Nan Nellenbach of North Branch made history this month when she picked up her 50th Golden Retriever puppy to be raised as an official Leader Dog for the Blind. Authorities say no one else in the history of leader dogs has reached the 50-dog mark.

“We condition the puppy to be very self-confident, to have manners, to be able to work for anyone, and we’ve had a really fun time with them,” she said.

Nellenbach, who started raising leader dog puppies in 1976, said it was hard at first to give up the dogs after being such a big part of their lives for a year.

“There are visually impaired people out there that need the kind of independence that we have,” she said. “If you keep that all in a well-rounded perspective, you say goodbye and hopefully they’ll give you another puppy and you can start all over again.”

Nellenbach has been so successful and passionate about raising leader dogs that the Rochester Hills-based Leader Dogs for the Blind organization just keeps the puppies coming.

“You have to have a mindset that tells you that this is not your dog, that this is a dog that has a special purpose. The goal is for this dog to love you and leave you and then go on to something that I would call more like a higher education,” she said. “I kind of laugh and tend to think of my part as preschool or kindergarten.”

Out of the dogs she’s help raise, only one wasn’t fit for leading due to a medical problem noticed after her first year of training. Nellenbach said the organization let her keep the dog, who now helps her train the newest leader dogs.

“What we’re doing is hoping that any puppy that comes into the household will emulate her good behavior,” she said.

Nellenbach said one of the most fulfilling parts of the process is when she receives a picture of the dog she helped raise now grown and matched with their visually impaired owner.

“I’ve never made contact. Now, that’s very important to some of the folks that raise puppies, you know, to complete what their feeling are with this project, but I’ve not been able to do that,” she said.

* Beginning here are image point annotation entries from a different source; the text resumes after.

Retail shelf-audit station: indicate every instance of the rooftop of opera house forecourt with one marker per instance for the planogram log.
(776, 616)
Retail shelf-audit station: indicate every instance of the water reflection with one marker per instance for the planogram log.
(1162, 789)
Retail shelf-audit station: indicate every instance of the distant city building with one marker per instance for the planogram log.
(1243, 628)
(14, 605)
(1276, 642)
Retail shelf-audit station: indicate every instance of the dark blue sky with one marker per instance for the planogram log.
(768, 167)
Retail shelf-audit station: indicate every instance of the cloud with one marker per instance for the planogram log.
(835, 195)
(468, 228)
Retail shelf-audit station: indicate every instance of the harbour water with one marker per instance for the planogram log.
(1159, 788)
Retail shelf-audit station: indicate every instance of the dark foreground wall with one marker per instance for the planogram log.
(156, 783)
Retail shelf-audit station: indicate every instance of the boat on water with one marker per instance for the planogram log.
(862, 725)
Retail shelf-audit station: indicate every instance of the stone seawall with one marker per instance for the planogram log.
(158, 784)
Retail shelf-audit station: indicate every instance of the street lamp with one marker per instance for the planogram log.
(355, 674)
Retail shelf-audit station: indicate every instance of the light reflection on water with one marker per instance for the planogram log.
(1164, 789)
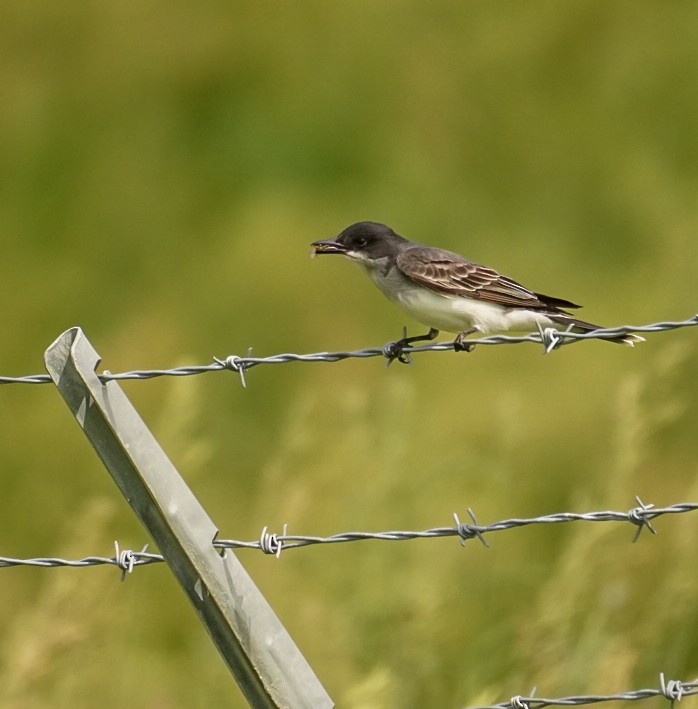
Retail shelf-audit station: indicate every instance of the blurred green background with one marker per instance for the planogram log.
(163, 169)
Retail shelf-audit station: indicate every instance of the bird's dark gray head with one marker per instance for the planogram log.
(362, 241)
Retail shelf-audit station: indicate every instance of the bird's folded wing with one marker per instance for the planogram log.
(451, 274)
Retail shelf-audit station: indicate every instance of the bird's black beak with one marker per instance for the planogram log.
(327, 246)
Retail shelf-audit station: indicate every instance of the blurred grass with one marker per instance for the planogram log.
(163, 170)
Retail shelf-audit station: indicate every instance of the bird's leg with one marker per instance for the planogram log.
(396, 350)
(460, 344)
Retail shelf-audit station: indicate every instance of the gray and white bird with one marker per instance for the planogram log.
(445, 291)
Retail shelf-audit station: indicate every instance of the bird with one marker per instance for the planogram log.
(445, 291)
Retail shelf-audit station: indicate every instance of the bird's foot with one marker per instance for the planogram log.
(460, 344)
(396, 350)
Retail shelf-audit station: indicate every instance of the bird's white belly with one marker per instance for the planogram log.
(455, 314)
(448, 312)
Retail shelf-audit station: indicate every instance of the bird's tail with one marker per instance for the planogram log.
(583, 326)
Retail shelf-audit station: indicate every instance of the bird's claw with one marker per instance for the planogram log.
(461, 344)
(396, 351)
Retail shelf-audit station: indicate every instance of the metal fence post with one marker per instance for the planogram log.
(263, 658)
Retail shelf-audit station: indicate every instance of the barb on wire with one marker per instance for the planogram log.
(270, 543)
(673, 690)
(550, 339)
(125, 560)
(640, 517)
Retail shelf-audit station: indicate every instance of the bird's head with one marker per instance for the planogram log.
(364, 241)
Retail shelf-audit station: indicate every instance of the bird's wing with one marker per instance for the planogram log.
(448, 273)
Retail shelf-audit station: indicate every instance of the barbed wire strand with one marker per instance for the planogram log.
(270, 543)
(673, 690)
(550, 338)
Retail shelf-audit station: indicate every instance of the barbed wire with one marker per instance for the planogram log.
(673, 690)
(550, 338)
(270, 543)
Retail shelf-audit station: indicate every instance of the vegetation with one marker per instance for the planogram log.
(164, 168)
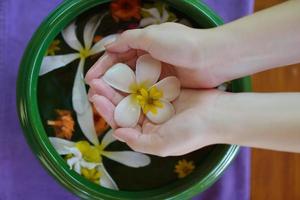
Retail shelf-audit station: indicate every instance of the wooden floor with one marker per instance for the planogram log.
(275, 175)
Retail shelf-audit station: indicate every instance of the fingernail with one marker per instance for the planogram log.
(93, 98)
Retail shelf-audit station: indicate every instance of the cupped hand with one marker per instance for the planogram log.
(181, 48)
(191, 128)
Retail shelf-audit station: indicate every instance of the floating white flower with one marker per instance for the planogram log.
(80, 100)
(156, 15)
(144, 93)
(86, 159)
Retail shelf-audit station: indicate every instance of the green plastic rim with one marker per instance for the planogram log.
(36, 136)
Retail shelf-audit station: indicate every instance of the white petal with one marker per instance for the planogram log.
(99, 46)
(70, 37)
(61, 145)
(170, 86)
(147, 21)
(127, 112)
(120, 77)
(83, 107)
(77, 167)
(163, 114)
(51, 63)
(148, 70)
(106, 180)
(89, 165)
(90, 29)
(75, 151)
(107, 139)
(128, 158)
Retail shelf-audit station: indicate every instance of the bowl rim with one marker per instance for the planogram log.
(34, 131)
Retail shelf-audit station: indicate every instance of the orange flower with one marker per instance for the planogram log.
(100, 124)
(184, 168)
(64, 125)
(126, 9)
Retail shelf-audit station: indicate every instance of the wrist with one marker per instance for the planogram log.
(223, 121)
(216, 56)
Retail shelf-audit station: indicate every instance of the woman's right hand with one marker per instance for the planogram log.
(187, 53)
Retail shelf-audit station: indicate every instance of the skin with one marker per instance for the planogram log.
(203, 59)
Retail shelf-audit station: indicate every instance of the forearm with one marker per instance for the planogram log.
(270, 121)
(255, 43)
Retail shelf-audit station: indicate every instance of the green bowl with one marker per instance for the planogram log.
(36, 98)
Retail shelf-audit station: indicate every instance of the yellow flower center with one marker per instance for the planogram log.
(84, 53)
(148, 99)
(91, 174)
(90, 153)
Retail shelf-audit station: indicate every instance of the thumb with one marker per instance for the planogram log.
(130, 39)
(145, 143)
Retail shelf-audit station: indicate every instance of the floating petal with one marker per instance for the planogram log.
(100, 46)
(106, 180)
(70, 37)
(90, 29)
(61, 146)
(83, 107)
(107, 139)
(51, 63)
(128, 158)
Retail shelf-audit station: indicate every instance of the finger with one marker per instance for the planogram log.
(100, 87)
(144, 143)
(130, 39)
(91, 93)
(100, 67)
(105, 108)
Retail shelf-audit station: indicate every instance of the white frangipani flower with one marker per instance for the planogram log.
(80, 100)
(156, 17)
(86, 156)
(144, 93)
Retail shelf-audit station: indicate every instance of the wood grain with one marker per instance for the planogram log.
(275, 175)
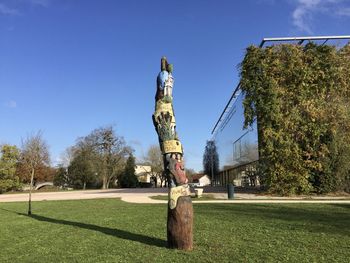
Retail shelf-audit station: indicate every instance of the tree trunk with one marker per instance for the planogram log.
(180, 211)
(180, 222)
(30, 193)
(104, 182)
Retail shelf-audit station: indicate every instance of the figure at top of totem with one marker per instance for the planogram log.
(165, 80)
(163, 75)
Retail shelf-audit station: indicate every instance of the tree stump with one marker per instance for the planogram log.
(180, 224)
(180, 211)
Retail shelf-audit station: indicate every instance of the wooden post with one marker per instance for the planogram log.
(180, 210)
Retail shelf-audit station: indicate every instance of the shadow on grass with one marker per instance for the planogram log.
(152, 241)
(325, 218)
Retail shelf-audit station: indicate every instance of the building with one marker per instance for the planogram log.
(201, 179)
(237, 147)
(142, 173)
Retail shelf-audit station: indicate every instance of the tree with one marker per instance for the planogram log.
(111, 151)
(154, 159)
(83, 168)
(128, 178)
(299, 97)
(34, 156)
(8, 163)
(61, 177)
(211, 161)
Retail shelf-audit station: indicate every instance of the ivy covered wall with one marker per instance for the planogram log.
(300, 96)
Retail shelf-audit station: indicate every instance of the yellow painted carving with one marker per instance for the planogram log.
(176, 192)
(172, 146)
(164, 107)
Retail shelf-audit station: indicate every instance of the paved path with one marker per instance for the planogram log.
(143, 196)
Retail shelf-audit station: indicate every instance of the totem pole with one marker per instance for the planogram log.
(180, 210)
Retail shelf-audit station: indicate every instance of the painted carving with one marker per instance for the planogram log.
(165, 125)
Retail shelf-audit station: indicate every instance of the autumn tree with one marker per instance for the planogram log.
(83, 167)
(99, 156)
(8, 163)
(34, 155)
(299, 96)
(111, 152)
(128, 178)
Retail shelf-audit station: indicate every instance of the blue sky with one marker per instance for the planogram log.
(70, 66)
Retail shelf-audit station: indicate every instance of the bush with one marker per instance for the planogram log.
(299, 97)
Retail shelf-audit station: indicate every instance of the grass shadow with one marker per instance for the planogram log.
(310, 218)
(152, 241)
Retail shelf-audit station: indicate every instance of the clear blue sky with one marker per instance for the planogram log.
(68, 67)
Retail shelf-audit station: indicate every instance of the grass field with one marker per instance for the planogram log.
(110, 230)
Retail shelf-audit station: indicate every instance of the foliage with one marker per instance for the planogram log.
(61, 177)
(83, 168)
(111, 230)
(34, 158)
(211, 161)
(128, 178)
(97, 159)
(300, 96)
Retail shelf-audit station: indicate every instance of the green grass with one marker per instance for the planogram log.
(110, 230)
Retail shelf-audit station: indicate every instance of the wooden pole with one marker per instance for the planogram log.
(180, 210)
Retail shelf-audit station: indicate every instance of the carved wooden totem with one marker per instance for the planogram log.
(180, 210)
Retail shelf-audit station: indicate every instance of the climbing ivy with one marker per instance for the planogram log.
(300, 97)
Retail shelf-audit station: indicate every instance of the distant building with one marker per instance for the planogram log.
(201, 179)
(142, 173)
(238, 147)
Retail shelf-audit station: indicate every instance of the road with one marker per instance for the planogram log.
(143, 196)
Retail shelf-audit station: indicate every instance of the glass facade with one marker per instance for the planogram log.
(237, 147)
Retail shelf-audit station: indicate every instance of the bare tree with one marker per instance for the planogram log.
(111, 153)
(34, 155)
(154, 158)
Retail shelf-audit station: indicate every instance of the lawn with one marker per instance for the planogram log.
(110, 230)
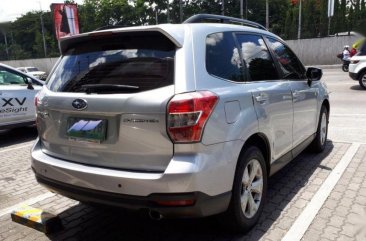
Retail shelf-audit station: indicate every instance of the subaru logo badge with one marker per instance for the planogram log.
(79, 104)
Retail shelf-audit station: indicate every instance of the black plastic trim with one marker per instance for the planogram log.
(199, 18)
(289, 156)
(204, 205)
(353, 76)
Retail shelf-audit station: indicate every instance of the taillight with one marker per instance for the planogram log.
(188, 114)
(36, 101)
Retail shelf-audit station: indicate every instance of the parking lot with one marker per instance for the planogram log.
(315, 197)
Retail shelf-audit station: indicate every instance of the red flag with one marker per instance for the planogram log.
(65, 18)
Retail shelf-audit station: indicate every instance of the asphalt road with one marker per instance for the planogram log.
(348, 107)
(290, 191)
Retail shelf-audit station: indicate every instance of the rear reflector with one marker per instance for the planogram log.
(175, 203)
(188, 114)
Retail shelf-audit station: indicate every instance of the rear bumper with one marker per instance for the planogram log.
(191, 177)
(17, 125)
(353, 76)
(204, 205)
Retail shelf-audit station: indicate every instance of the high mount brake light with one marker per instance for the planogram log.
(188, 114)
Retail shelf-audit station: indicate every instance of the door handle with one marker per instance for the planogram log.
(295, 95)
(262, 98)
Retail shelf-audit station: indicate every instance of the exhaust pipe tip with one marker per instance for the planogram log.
(155, 215)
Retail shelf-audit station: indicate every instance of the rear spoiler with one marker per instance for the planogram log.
(176, 36)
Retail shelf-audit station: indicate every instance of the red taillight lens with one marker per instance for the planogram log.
(188, 114)
(36, 101)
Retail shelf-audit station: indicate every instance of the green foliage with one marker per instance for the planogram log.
(24, 35)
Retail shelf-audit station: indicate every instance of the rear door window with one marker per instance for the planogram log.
(222, 56)
(289, 63)
(128, 62)
(257, 58)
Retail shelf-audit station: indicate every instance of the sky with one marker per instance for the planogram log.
(11, 9)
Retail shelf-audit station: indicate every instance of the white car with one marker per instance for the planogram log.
(357, 67)
(34, 71)
(17, 92)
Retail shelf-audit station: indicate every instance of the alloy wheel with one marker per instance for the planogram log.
(323, 129)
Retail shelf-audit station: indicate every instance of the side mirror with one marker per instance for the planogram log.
(314, 74)
(29, 84)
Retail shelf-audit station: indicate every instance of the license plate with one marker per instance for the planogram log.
(84, 129)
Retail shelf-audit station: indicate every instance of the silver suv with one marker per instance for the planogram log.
(185, 120)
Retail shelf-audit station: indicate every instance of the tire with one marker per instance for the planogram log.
(251, 169)
(345, 68)
(318, 144)
(362, 80)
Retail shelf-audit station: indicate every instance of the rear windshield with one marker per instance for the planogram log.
(123, 63)
(32, 69)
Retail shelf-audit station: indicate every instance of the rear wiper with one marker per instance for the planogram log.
(90, 88)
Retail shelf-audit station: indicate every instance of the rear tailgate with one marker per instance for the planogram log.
(105, 103)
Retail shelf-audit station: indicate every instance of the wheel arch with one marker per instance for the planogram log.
(361, 73)
(327, 105)
(260, 141)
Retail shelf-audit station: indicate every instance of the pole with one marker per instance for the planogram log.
(42, 27)
(329, 25)
(43, 38)
(6, 45)
(168, 14)
(181, 11)
(241, 9)
(299, 29)
(267, 15)
(246, 9)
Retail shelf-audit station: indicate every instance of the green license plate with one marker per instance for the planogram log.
(84, 129)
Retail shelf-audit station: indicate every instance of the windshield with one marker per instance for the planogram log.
(115, 62)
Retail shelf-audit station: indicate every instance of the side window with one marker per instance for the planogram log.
(257, 58)
(7, 78)
(289, 63)
(222, 57)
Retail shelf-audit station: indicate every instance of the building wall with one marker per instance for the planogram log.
(318, 51)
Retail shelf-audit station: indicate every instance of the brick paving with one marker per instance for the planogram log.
(343, 215)
(289, 192)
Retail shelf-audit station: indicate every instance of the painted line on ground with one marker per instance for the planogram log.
(28, 202)
(350, 115)
(302, 223)
(15, 148)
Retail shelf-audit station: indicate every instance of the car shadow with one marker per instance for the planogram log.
(14, 136)
(84, 222)
(357, 87)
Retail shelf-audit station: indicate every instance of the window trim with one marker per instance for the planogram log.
(279, 69)
(247, 76)
(242, 73)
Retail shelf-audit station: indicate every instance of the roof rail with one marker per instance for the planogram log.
(110, 27)
(199, 18)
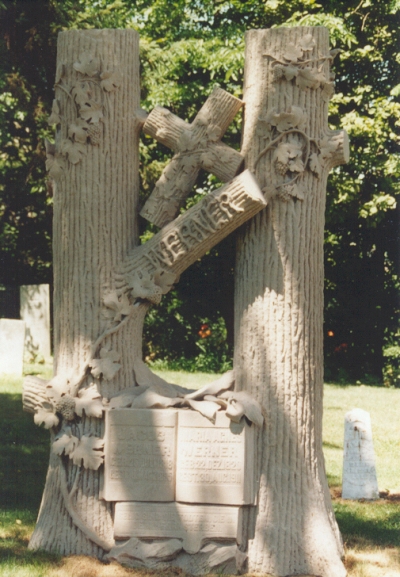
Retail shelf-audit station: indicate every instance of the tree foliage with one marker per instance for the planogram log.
(186, 48)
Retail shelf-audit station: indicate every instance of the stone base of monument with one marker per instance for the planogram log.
(223, 557)
(179, 482)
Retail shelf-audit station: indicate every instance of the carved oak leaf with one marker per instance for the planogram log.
(79, 131)
(308, 78)
(307, 43)
(73, 150)
(87, 64)
(213, 132)
(290, 72)
(91, 111)
(82, 93)
(328, 146)
(90, 450)
(54, 117)
(292, 52)
(315, 164)
(106, 365)
(296, 164)
(89, 400)
(65, 444)
(143, 287)
(165, 280)
(45, 415)
(285, 152)
(110, 80)
(119, 307)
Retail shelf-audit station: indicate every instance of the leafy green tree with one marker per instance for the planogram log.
(186, 48)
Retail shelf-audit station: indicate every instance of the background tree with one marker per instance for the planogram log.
(203, 43)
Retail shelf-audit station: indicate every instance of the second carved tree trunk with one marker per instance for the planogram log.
(279, 298)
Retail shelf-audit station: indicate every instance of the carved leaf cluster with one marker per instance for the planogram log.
(296, 65)
(150, 287)
(86, 128)
(88, 450)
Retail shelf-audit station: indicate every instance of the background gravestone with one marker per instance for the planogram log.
(35, 311)
(359, 472)
(12, 339)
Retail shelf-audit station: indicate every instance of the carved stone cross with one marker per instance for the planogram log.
(196, 146)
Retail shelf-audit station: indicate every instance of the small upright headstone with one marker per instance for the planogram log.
(12, 337)
(359, 472)
(35, 311)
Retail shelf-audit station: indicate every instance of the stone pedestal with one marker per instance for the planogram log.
(359, 472)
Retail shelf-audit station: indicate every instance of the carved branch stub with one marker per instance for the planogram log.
(196, 146)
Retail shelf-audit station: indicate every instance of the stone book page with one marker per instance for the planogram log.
(140, 450)
(215, 462)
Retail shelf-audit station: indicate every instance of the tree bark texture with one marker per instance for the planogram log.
(95, 168)
(279, 298)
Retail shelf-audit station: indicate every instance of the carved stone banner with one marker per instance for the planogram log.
(359, 472)
(140, 455)
(193, 233)
(215, 462)
(196, 145)
(191, 523)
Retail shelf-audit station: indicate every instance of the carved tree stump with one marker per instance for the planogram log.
(95, 205)
(103, 282)
(279, 298)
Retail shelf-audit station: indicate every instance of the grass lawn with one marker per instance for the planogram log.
(371, 531)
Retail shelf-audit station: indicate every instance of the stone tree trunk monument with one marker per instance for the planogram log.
(141, 470)
(279, 298)
(104, 283)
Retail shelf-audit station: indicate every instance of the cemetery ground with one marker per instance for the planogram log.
(371, 530)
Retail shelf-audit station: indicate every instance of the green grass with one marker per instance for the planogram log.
(367, 528)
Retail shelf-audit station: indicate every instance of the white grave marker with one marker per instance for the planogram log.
(359, 473)
(35, 311)
(192, 523)
(140, 455)
(12, 337)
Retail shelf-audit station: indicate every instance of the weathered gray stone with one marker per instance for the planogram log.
(12, 336)
(359, 472)
(35, 311)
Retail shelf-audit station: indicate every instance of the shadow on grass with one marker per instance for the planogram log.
(369, 524)
(24, 453)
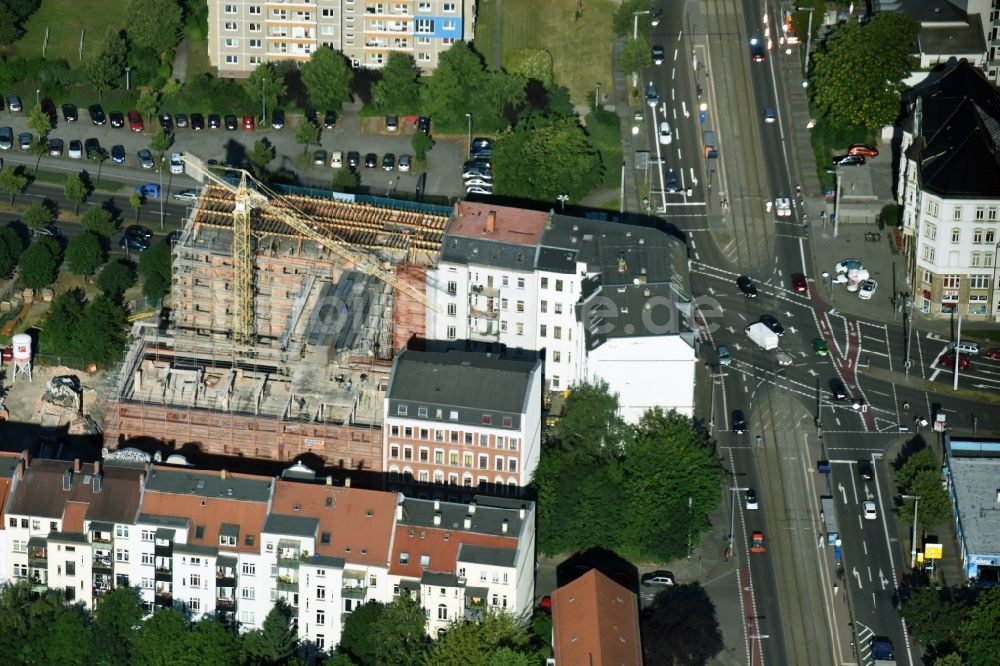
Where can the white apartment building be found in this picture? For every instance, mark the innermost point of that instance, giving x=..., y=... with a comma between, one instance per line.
x=245, y=33
x=462, y=420
x=231, y=545
x=949, y=192
x=592, y=298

Nellenbach is like hundreds of other puppy raisers and breeding stock host families across the U.S. who volunteer their time and resources to ensure that Leader Dogs for the Blind has sufficient healthy, trained and loving dogs to train and match with clients who are blind. But raising leader dogs isn’t for everyone.

“You have to have an appropriate environment to raise that puppy, you have to be available for that puppy, you have to have resources available. There’s lots of different requirements, but if someone has interest, they certainly should look into raising a puppy,” she said.